Джордж догнал его и остановился, глядя на окружающее с угрюмым безразличием. Гибсон подумал, не раздражает ли его эта прогулка. Но Джордж просто размышлял над своей следующей постановкой, решая стоит ли рисковать с пьесой Ноэля Кауарда[26]
, после того провала когда его труппа попробовала свои силы с исторической драмой. Внезапно он вышел из задумчивости и сказал Гибсону тонким, но отчетливо слышным на таком коротком расстоянии голосом:— Остановись на минуту и понаблюдай за растением на которое падает твоя тень.
Гибсон повиновался этому своеобразному указанию. Какое-то мгновение ничего не происходило. Затем он увидел, что пергаментные листы очень медленно складываются друг на друга. Весь процесс был закончен примерно за три минуты, к концу этого времени растение превратилось в маленький комочек зеленой бумаги, плотно скомканный.
Джордж усмехнулся:
— Думает, что наступила ночь, и не хочет замерзнуть. Если отойдешь от него, он будет обдумывать все полчаса и рискнет снова открыть магазин. Вероятно, у него будет нервный срыв, если ты проделаешь это несколько раз.
— А от этих растений есть какая-нибудь польза? — спросил Гибсон. — Я имею в виду, можно ли их есть, или они содержат какие-нибудь ценные химические вещества?
— Их нельзя есть, они не ядовиты, но удовольствие ниже среднего. Видишь ли, они совсем не похожи на земные растения. Эта зелень — просто совпадение. Это не — как ты это называешь…?
— Хлорофилл?
— Да. Им не нужен воздух, как нашим растениям, все, что им нужно, они получают из почвы. Они могут расти в полном вакууме, если будет подходящая почва и достаточно солнечного света.
Настоящий триумф эволюции, — подумал Гибсон. Но какая воля! — удивился он.

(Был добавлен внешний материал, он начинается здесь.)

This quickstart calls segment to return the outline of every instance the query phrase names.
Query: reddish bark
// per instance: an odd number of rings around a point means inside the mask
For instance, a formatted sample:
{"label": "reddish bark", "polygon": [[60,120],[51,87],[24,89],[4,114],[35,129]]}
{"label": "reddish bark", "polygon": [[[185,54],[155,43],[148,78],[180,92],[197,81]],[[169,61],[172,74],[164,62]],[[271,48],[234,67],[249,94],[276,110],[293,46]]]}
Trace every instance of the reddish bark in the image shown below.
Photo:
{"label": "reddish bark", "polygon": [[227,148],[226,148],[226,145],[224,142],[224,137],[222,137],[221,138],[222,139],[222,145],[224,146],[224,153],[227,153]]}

С каким упорством жизнь цепляется за этот мир!
Возможно, оптимизм Исполнительного Директора подпитывался, частично, и от этих жестких и решительных растений.
— Слушай, — напомнил Джордж. — Пора возвращаться.
Гибсон спокойно последовал за ним.
Боязнь замкнутого пространства прошла, теперь его мучило другое. Как мало еще сделал человек на Марсе! Три четверти планеты не исследованы!
Первые дни в Порт-Лоуэлле были насыщенными и волнующими.
Он поселился в одном из четырех люксов Гранд-марсианского отеля. (Остальные три еще не были закончены). Было воскресенье, и мэр Уиттакер, свободный от служебных забот, смог лично показать ему город. Осмотр начался в куполе один, первом из построенных, и мэр с гордостью пояснил, что началось все с кучки герметичных хижин всего десять лет назад.
Было забавно, и довольно трогательно, наблюдать, как колонисты везде, где только возможно, использовали названия улиц и площадей своих далеких земных городов. Существовала также официальная система обозначения улиц в Порт-Лоуэлле, но никто никогда ею не пользовался.
Большинство жилых домов представляли собой однотипные металлические конструкции высотой в два этажа, с закругленными углами и довольно маленькими окнами. Каждый был на две семьи, и считался не достаточно вместительным, так как семьи были большими — рождаемость в Порт-Лоуэлле самая высокая в известной вселенной. В этом, конечно, не было ничего удивительного, возраст большинства населения был двадцать — тридцать лет, и только старшие административные сотрудники приближались к сорока.